Fuga exposes a standardized integration model so any external AI solution — an AI scribe / dictation tool (Vetnio, CoVet, IzyScribe, Squako, Tandem Health, …) or an AI assistant (Claude, ChatGPT) — can connect to a practice's Fuga data in a uniform way. There is no bespoke project per vendor: a new partner is onboarded by registering them as an OAuth client. This article describes the OAuth 2.0 model, the REST endpoints, and the MCP connector currently offered. Endpoints marked (roadmap) are planned, not yet live.


All paths below use the production context path /backend. The base URL is the fuga-backend host, e.g. https://<fuga-backend-host>/backend.


1. OAuth 2.0 — Fuga is the identity provider


Fuga-backend is itself the OAuth 2.0 authorization server (built on Spring Authorization Server — not Auth0). The vet authorizes the external solution with their own Fuga credentials; the solution never sees or stores a password.

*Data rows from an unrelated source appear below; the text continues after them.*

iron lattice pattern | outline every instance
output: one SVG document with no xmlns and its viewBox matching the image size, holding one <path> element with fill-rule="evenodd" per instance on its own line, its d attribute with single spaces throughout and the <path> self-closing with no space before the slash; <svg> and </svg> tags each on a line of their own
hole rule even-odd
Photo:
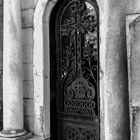
<svg viewBox="0 0 140 140">
<path fill-rule="evenodd" d="M 91 128 L 70 127 L 66 129 L 66 140 L 96 140 L 96 131 Z"/>
<path fill-rule="evenodd" d="M 66 140 L 98 140 L 94 133 L 99 128 L 98 18 L 97 4 L 86 0 L 65 1 L 57 16 L 58 118 Z M 77 127 L 72 123 L 67 127 L 68 121 Z"/>
</svg>

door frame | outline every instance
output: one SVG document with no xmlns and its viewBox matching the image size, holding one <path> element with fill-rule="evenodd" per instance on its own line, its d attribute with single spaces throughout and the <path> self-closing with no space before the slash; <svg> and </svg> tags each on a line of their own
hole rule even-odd
<svg viewBox="0 0 140 140">
<path fill-rule="evenodd" d="M 34 132 L 44 138 L 50 137 L 50 37 L 49 21 L 53 8 L 58 0 L 38 0 L 34 14 L 34 52 L 33 52 L 33 76 L 34 76 Z M 99 7 L 99 28 L 105 28 L 106 4 L 102 0 L 96 0 Z M 39 36 L 38 36 L 39 35 Z M 105 138 L 104 117 L 104 68 L 105 68 L 105 37 L 100 35 L 100 137 Z"/>
</svg>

  • Grant types: authorization_code + refresh_token
  • Client authentication: client_secret_basic for confidential clients (scribes); public clients use PKCE with no secret (AI assistants).
  • Token signing: RS256 (RSA 2048-bit), key id oauth-server-key-1
  • Authorization code TTL: 10 minutes · Access token TTL: 1 day · Refresh token TTL: 30 days (reusable)
  • Consent screen: not shown


Standard OAuth 2.0 / OIDC endpoints:

Authorization        GET   /backend/oauth2/authorize
Token                POST  /backend/oauth2/token
JWK Set              GET   /backend/oauth2/jwks
OIDC Discovery       GET   /backend/.well-known/openid-configuration
Token Revocation     POST  /backend/oauth2/revoke
Token Introspection  POST  /backend/oauth2/introspect


The issued JWT carries: sub (the Fuga username, e.g. FU000601), practiceId (extracted from the username), roles, scope (the granted scopes), iat, exp. Every API and MCP call is automatically isolated to the practiceId in the token — a caller can only ever reach its own practice's data.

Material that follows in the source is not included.